I guess this is meerly a catchup as such, since it's been a few weeks since I've even written anything down. Work is getting to me, badly, worse now. On Tuesday my boss decided to go all out and put me deep into trouble, to a point where I'm on the brink of being fired or my hours being cut once again.
I've worked my ass off every since. I've stopped talking to the fellow people in the BBC (as that was one subject that was brought up - I talk to them too much). I don't take my break until the very end of my shift and I stay within the BBC to have it, writing application forms though. I've knuckled down and I can't wait to go.

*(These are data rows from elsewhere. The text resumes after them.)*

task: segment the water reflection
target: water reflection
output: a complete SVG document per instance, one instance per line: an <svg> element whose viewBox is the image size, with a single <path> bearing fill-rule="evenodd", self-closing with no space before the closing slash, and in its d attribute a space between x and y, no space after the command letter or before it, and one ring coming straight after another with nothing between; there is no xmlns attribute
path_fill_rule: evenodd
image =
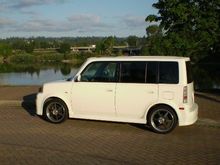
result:
<svg viewBox="0 0 220 165"><path fill-rule="evenodd" d="M67 79L74 76L77 66L56 65L0 65L1 85L41 85L45 82Z"/></svg>

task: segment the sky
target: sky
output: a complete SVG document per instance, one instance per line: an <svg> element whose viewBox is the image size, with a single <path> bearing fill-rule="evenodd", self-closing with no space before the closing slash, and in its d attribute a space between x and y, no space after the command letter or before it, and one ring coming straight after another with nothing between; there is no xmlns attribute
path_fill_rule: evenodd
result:
<svg viewBox="0 0 220 165"><path fill-rule="evenodd" d="M146 35L156 0L0 0L0 38Z"/></svg>

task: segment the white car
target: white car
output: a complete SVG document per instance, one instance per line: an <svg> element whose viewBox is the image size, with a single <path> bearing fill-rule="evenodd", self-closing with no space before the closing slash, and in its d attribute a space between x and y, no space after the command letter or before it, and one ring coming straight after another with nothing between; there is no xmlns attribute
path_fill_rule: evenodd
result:
<svg viewBox="0 0 220 165"><path fill-rule="evenodd" d="M46 83L37 114L149 125L168 133L196 122L190 59L168 56L89 58L71 79Z"/></svg>

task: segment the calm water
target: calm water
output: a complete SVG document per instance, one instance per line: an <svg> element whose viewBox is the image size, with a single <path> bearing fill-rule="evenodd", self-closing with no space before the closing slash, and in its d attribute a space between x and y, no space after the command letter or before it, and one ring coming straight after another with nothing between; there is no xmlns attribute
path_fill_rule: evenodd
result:
<svg viewBox="0 0 220 165"><path fill-rule="evenodd" d="M0 64L0 85L42 85L45 82L62 80L76 74L79 66L56 65L9 65ZM194 66L195 88L220 89L219 65Z"/></svg>
<svg viewBox="0 0 220 165"><path fill-rule="evenodd" d="M0 64L1 65L1 64ZM0 85L42 85L45 82L62 80L76 74L78 67L71 65L61 66L27 66L22 68L5 67L0 72Z"/></svg>

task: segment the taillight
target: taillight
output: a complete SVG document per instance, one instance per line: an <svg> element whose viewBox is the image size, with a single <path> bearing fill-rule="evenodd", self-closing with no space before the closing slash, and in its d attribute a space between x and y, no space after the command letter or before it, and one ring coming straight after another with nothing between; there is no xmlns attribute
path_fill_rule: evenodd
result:
<svg viewBox="0 0 220 165"><path fill-rule="evenodd" d="M187 103L188 100L188 93L187 93L187 86L183 87L183 103Z"/></svg>

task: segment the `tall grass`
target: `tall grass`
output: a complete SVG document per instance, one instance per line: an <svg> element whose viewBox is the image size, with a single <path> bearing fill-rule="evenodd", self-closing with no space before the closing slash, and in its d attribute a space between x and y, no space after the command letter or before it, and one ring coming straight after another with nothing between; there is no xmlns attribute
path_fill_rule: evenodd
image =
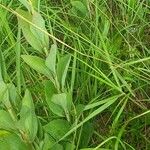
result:
<svg viewBox="0 0 150 150"><path fill-rule="evenodd" d="M150 149L149 1L1 0L0 35L0 149Z"/></svg>

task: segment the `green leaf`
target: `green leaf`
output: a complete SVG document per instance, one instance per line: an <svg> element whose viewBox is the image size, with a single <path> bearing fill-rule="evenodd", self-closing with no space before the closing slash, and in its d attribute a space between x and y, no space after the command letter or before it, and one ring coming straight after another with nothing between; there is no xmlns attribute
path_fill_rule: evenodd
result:
<svg viewBox="0 0 150 150"><path fill-rule="evenodd" d="M65 143L65 150L74 150L75 149L75 145L69 142Z"/></svg>
<svg viewBox="0 0 150 150"><path fill-rule="evenodd" d="M27 0L19 0L29 11L31 11L31 4Z"/></svg>
<svg viewBox="0 0 150 150"><path fill-rule="evenodd" d="M37 8L38 0L19 0L27 9L28 11L32 12L33 8Z"/></svg>
<svg viewBox="0 0 150 150"><path fill-rule="evenodd" d="M9 131L16 130L15 122L10 114L4 110L0 110L0 129Z"/></svg>
<svg viewBox="0 0 150 150"><path fill-rule="evenodd" d="M67 97L67 94L68 93L53 94L51 98L51 101L62 107L66 113L71 109L71 100L70 97Z"/></svg>
<svg viewBox="0 0 150 150"><path fill-rule="evenodd" d="M32 23L32 15L24 10L18 9L18 14L21 15L23 18L18 16L18 22L22 29L23 35L27 42L37 51L43 53L44 49L40 39L38 39L32 32L31 32L31 24Z"/></svg>
<svg viewBox="0 0 150 150"><path fill-rule="evenodd" d="M20 99L14 84L8 84L9 100L14 109L18 110L20 108Z"/></svg>
<svg viewBox="0 0 150 150"><path fill-rule="evenodd" d="M54 114L56 114L56 115L58 115L60 117L64 117L65 115L64 115L63 109L59 105L57 105L54 102L52 102L52 96L54 94L56 94L56 93L57 93L57 90L56 90L54 84L51 81L46 81L45 82L46 102L47 102L50 110Z"/></svg>
<svg viewBox="0 0 150 150"><path fill-rule="evenodd" d="M45 32L45 22L42 16L34 11L30 14L27 11L18 9L18 22L22 29L23 35L27 42L37 51L43 53L44 50L49 49L49 37Z"/></svg>
<svg viewBox="0 0 150 150"><path fill-rule="evenodd" d="M71 4L77 14L81 15L82 17L87 15L88 9L81 1L72 1Z"/></svg>
<svg viewBox="0 0 150 150"><path fill-rule="evenodd" d="M35 139L38 130L38 122L34 112L32 96L28 90L26 90L22 100L19 127L21 131L27 135L27 140L33 141Z"/></svg>
<svg viewBox="0 0 150 150"><path fill-rule="evenodd" d="M66 120L56 119L45 125L44 129L55 140L59 140L70 130L70 124Z"/></svg>
<svg viewBox="0 0 150 150"><path fill-rule="evenodd" d="M93 132L94 132L94 127L92 123L87 122L83 125L82 133L81 133L82 140L80 140L80 144L79 144L80 147L88 147Z"/></svg>
<svg viewBox="0 0 150 150"><path fill-rule="evenodd" d="M63 150L63 146L58 143L56 144L52 137L45 134L43 150Z"/></svg>
<svg viewBox="0 0 150 150"><path fill-rule="evenodd" d="M33 68L34 70L36 70L41 74L44 74L47 77L50 77L51 72L45 65L44 59L31 55L22 55L21 57L31 68Z"/></svg>
<svg viewBox="0 0 150 150"><path fill-rule="evenodd" d="M60 58L57 64L57 76L59 83L61 83L62 89L64 88L65 85L65 79L69 68L70 60L71 56L68 54Z"/></svg>
<svg viewBox="0 0 150 150"><path fill-rule="evenodd" d="M57 54L57 46L53 44L51 46L50 53L46 58L45 64L54 74L56 74L56 54Z"/></svg>
<svg viewBox="0 0 150 150"><path fill-rule="evenodd" d="M45 32L47 32L47 30L45 28L45 21L40 13L38 13L36 11L33 12L32 23L34 25L36 25L38 28L31 25L30 26L31 32L37 39L39 39L39 41L43 47L43 50L44 49L48 50L49 49L49 37L47 34L45 34Z"/></svg>
<svg viewBox="0 0 150 150"><path fill-rule="evenodd" d="M4 137L0 136L1 150L27 150L30 149L16 134L6 134Z"/></svg>
<svg viewBox="0 0 150 150"><path fill-rule="evenodd" d="M7 85L1 81L0 82L0 102L4 101L5 99L8 99L8 89Z"/></svg>

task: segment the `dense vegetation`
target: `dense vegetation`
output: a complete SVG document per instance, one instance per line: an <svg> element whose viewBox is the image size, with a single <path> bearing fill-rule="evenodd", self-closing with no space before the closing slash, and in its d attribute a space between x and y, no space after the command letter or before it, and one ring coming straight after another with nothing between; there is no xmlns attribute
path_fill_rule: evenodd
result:
<svg viewBox="0 0 150 150"><path fill-rule="evenodd" d="M149 0L0 0L1 150L150 150Z"/></svg>

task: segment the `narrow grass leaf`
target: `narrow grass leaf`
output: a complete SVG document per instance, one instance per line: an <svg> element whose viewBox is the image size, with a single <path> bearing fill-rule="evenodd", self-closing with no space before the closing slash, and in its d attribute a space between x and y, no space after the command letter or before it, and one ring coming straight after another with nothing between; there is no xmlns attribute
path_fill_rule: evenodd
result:
<svg viewBox="0 0 150 150"><path fill-rule="evenodd" d="M45 64L54 74L56 74L56 54L57 46L56 44L53 44L46 58Z"/></svg>
<svg viewBox="0 0 150 150"><path fill-rule="evenodd" d="M64 88L65 85L65 79L69 68L70 60L71 56L68 54L60 58L57 64L57 76L59 83L61 83L62 89Z"/></svg>

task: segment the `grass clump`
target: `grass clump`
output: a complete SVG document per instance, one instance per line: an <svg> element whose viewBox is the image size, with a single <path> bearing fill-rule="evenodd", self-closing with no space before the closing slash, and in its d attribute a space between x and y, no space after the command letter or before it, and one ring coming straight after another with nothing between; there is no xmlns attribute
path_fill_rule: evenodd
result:
<svg viewBox="0 0 150 150"><path fill-rule="evenodd" d="M0 1L0 149L149 150L150 2Z"/></svg>

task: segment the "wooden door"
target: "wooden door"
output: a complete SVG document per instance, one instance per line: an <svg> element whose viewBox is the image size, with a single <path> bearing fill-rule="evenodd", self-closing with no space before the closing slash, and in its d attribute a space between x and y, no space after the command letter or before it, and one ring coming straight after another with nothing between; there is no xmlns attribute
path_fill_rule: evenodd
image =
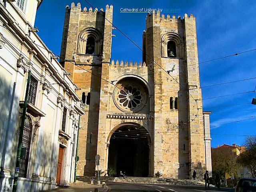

It feels strange, I was offered a place in Mexico a few months back. A friend online was going there, he was going to pay the rent and see if he could work for an entire year. I could have had a place by his side, the only thing would be I would have to work for food to live, but at least I'd have shelter from the cold, it might have made me into a "man", some life experience. Instead I turned it down. I was worried about my sister and to be honest, I was worried whether I could do it.
I've met a good friend recently called Lindsay. He's great, I doubt I could still be smiling without having him about. Sounds lovey dovey but it isn't. He wants to remain friends and I'm not gonna push it, I've pushed it in the past and remained single throughout, so as long as he makes me happy and cheers me up like he did on Tuesday and such, then I'll be okay.
The Kid's Book Project has been going great! Though pre-orders we're still near 20, but hopefully that would change soon. The Tastefully Done 2008 calendar is looking nice, got a great set of people in it this year, including someone I asked last year - Fred Grisolm.
I'm also pondering doing a Webcomics Anonymous, since Zoinks Magazine and Squid & Ink doesn't seem to be doing anything. It would be a A5 magazine, colour front, interior already jam packed with some brilliant ideas from me, which I can't wait to do.
Currently I'm writing whilst listening to Shawshank Redemption my webcomic
12 with Jon Scriven. I'm writing, he's drawing and some of the artwork so far that I've seen (only sketches mind) are mind blowing. I'm so glad to have picked this project with him, had this idea of 12 random people that you'd probably meet in the street and made it into something fascinating.
Loving Ms Erin and
Second Life are alas in my head but nothing's coming out. As soon as I leave work, I think I will find my umpf again. Mike's Grand Adventure is getting there through life, slowly but surely... with a lot of hiccups and a lot of sadness, but I'm shockingly surprised, I've yet to be depressed in... quite a few months now.